### requires python 3 and TSS conda environment (needed for parallelization)

### Motivation: 
TSS: Focused and dispersed. 
Within each TSS there are variations to where the start site occurs across different tissues. 
When calling our peaks, we choose the CHO peak if it occurs, otherwise pick the tissue with the maximum p-value.

One question that arises is when we call the TSS, how different are the read alignments when a) The TSS align b) The TSS are shifted between CHO and tissues and c) No CHO peak is seen, only tissues d) only CHO TSS

For each of these, how many TSS' are seen for each. How many tissues have a TSS when they all agree with CHO and when they are offset from CHO.

When they are offset versus aligned, what is the distribution of tags underneath (the density)

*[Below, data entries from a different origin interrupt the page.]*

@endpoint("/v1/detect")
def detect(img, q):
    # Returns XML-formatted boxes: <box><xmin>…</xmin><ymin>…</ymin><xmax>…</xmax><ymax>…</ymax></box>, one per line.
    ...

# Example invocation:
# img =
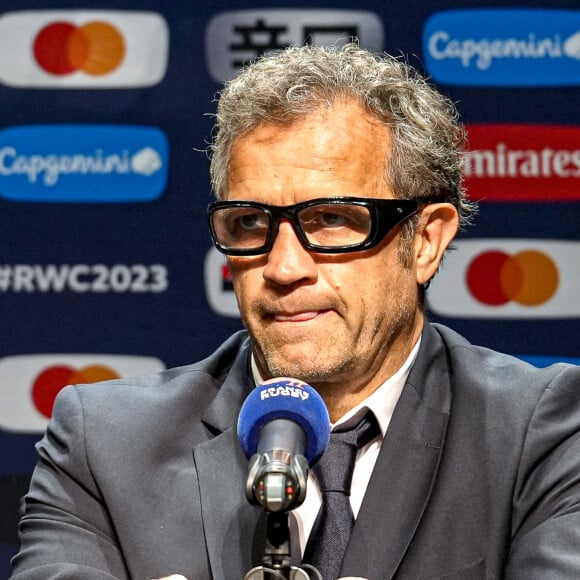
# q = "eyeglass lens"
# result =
<box><xmin>212</xmin><ymin>203</ymin><xmax>371</xmax><ymax>249</ymax></box>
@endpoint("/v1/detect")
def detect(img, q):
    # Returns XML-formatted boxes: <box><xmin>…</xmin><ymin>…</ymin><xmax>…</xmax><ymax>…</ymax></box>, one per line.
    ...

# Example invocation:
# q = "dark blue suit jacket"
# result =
<box><xmin>13</xmin><ymin>324</ymin><xmax>580</xmax><ymax>580</ymax></box>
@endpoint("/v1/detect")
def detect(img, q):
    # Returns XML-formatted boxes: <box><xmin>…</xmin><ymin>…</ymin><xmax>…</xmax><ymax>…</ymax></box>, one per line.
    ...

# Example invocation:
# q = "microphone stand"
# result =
<box><xmin>244</xmin><ymin>451</ymin><xmax>322</xmax><ymax>580</ymax></box>
<box><xmin>244</xmin><ymin>512</ymin><xmax>322</xmax><ymax>580</ymax></box>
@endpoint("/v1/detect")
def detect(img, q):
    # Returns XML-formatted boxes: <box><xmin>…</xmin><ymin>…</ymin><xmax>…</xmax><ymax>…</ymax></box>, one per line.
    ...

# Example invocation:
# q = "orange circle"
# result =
<box><xmin>69</xmin><ymin>365</ymin><xmax>119</xmax><ymax>385</ymax></box>
<box><xmin>512</xmin><ymin>250</ymin><xmax>559</xmax><ymax>306</ymax></box>
<box><xmin>68</xmin><ymin>22</ymin><xmax>125</xmax><ymax>76</ymax></box>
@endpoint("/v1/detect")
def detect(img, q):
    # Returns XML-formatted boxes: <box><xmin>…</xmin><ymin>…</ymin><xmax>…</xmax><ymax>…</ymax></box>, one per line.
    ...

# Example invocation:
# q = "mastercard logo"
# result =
<box><xmin>0</xmin><ymin>354</ymin><xmax>165</xmax><ymax>433</ymax></box>
<box><xmin>31</xmin><ymin>365</ymin><xmax>120</xmax><ymax>418</ymax></box>
<box><xmin>427</xmin><ymin>239</ymin><xmax>580</xmax><ymax>319</ymax></box>
<box><xmin>34</xmin><ymin>21</ymin><xmax>126</xmax><ymax>76</ymax></box>
<box><xmin>204</xmin><ymin>247</ymin><xmax>240</xmax><ymax>318</ymax></box>
<box><xmin>0</xmin><ymin>10</ymin><xmax>169</xmax><ymax>89</ymax></box>
<box><xmin>466</xmin><ymin>250</ymin><xmax>560</xmax><ymax>306</ymax></box>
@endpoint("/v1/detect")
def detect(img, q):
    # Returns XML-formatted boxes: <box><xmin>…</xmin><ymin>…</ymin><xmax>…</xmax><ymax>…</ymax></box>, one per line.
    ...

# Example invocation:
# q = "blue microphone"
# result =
<box><xmin>238</xmin><ymin>377</ymin><xmax>330</xmax><ymax>512</ymax></box>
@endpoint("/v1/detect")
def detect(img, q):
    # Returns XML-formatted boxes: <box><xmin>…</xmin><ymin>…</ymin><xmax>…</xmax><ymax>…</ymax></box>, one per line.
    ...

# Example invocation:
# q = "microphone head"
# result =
<box><xmin>238</xmin><ymin>377</ymin><xmax>330</xmax><ymax>465</ymax></box>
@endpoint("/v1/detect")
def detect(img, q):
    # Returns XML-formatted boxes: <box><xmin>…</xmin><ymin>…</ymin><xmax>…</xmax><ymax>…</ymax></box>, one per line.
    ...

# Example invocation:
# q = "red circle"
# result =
<box><xmin>32</xmin><ymin>365</ymin><xmax>74</xmax><ymax>418</ymax></box>
<box><xmin>34</xmin><ymin>22</ymin><xmax>77</xmax><ymax>75</ymax></box>
<box><xmin>466</xmin><ymin>250</ymin><xmax>511</xmax><ymax>306</ymax></box>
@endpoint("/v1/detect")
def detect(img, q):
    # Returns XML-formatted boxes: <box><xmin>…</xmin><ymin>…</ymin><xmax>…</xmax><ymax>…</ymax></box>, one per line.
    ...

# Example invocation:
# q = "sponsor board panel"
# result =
<box><xmin>464</xmin><ymin>124</ymin><xmax>580</xmax><ymax>202</ymax></box>
<box><xmin>205</xmin><ymin>8</ymin><xmax>384</xmax><ymax>82</ymax></box>
<box><xmin>423</xmin><ymin>8</ymin><xmax>580</xmax><ymax>87</ymax></box>
<box><xmin>427</xmin><ymin>239</ymin><xmax>580</xmax><ymax>319</ymax></box>
<box><xmin>0</xmin><ymin>10</ymin><xmax>169</xmax><ymax>89</ymax></box>
<box><xmin>0</xmin><ymin>124</ymin><xmax>169</xmax><ymax>203</ymax></box>
<box><xmin>0</xmin><ymin>354</ymin><xmax>165</xmax><ymax>433</ymax></box>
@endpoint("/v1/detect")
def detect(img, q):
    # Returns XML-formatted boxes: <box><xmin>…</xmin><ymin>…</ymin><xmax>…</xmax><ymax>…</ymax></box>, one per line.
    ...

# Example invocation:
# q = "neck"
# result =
<box><xmin>312</xmin><ymin>317</ymin><xmax>423</xmax><ymax>423</ymax></box>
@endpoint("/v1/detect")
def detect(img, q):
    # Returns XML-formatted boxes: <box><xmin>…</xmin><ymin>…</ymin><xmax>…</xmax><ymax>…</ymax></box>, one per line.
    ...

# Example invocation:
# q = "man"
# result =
<box><xmin>9</xmin><ymin>45</ymin><xmax>580</xmax><ymax>580</ymax></box>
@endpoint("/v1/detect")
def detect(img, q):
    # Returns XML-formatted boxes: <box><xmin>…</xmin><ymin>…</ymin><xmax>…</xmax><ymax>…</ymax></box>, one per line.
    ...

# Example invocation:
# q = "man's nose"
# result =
<box><xmin>263</xmin><ymin>220</ymin><xmax>318</xmax><ymax>286</ymax></box>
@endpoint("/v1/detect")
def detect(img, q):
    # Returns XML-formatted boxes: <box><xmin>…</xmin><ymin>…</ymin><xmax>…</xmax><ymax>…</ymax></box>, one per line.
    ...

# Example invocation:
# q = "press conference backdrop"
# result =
<box><xmin>0</xmin><ymin>0</ymin><xmax>580</xmax><ymax>578</ymax></box>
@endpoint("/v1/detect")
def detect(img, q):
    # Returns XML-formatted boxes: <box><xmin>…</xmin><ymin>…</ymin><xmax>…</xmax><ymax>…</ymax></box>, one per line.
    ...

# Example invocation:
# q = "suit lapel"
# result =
<box><xmin>342</xmin><ymin>325</ymin><xmax>450</xmax><ymax>579</ymax></box>
<box><xmin>193</xmin><ymin>344</ymin><xmax>259</xmax><ymax>580</ymax></box>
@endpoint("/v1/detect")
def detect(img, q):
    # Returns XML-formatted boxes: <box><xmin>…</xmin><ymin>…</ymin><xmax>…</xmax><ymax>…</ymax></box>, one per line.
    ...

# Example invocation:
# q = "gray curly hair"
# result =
<box><xmin>210</xmin><ymin>43</ymin><xmax>476</xmax><ymax>237</ymax></box>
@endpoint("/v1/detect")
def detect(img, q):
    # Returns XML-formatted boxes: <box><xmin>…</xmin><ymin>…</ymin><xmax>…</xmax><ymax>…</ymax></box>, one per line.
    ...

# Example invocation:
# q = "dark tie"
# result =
<box><xmin>303</xmin><ymin>411</ymin><xmax>380</xmax><ymax>580</ymax></box>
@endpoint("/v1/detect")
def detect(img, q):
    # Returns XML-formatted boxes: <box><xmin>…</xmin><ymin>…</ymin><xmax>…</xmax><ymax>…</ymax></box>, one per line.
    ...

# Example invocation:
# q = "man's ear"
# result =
<box><xmin>415</xmin><ymin>203</ymin><xmax>459</xmax><ymax>285</ymax></box>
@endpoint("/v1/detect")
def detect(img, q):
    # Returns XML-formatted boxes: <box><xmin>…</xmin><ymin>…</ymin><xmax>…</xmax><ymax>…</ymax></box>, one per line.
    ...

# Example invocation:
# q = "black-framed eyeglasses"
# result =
<box><xmin>208</xmin><ymin>197</ymin><xmax>419</xmax><ymax>256</ymax></box>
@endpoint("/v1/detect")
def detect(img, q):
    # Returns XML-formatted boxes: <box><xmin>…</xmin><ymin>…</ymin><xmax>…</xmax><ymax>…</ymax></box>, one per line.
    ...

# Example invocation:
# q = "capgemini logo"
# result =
<box><xmin>423</xmin><ymin>9</ymin><xmax>580</xmax><ymax>86</ymax></box>
<box><xmin>0</xmin><ymin>125</ymin><xmax>168</xmax><ymax>203</ymax></box>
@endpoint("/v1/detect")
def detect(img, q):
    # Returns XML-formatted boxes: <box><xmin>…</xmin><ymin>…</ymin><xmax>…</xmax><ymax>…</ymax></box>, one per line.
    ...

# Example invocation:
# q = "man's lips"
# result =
<box><xmin>267</xmin><ymin>309</ymin><xmax>328</xmax><ymax>322</ymax></box>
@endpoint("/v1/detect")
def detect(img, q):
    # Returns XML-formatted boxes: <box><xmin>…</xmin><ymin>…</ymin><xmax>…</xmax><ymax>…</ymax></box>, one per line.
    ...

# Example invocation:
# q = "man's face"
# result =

In the same vein, we want to make sure that the CHO GRO-Cap and CHO csRNA peaks are both showing similar buildup profiles, and that when plotting histograms, they don't just look good because the GRO-Cap is aligning on the GRO-cap peaks and csRNA aligning on csRNA peaks. Therefore, each should be done to the opposite calls.

In [None]:
## Parameters specific to where your folders are and your data
parameter_file = '../params/params.yaml'
import yaml
import sys

with open(parameter_file,'r') as f:
    doc = yaml.load(f)

#p = dic2obj(**doc)

data_folder = doc['data_folder']
tissues = doc['tissues'].split(',')
sys.path.append(doc['pipeline_path'])
ref_fa = doc['ref_fa']
anno_gff=doc['annotation']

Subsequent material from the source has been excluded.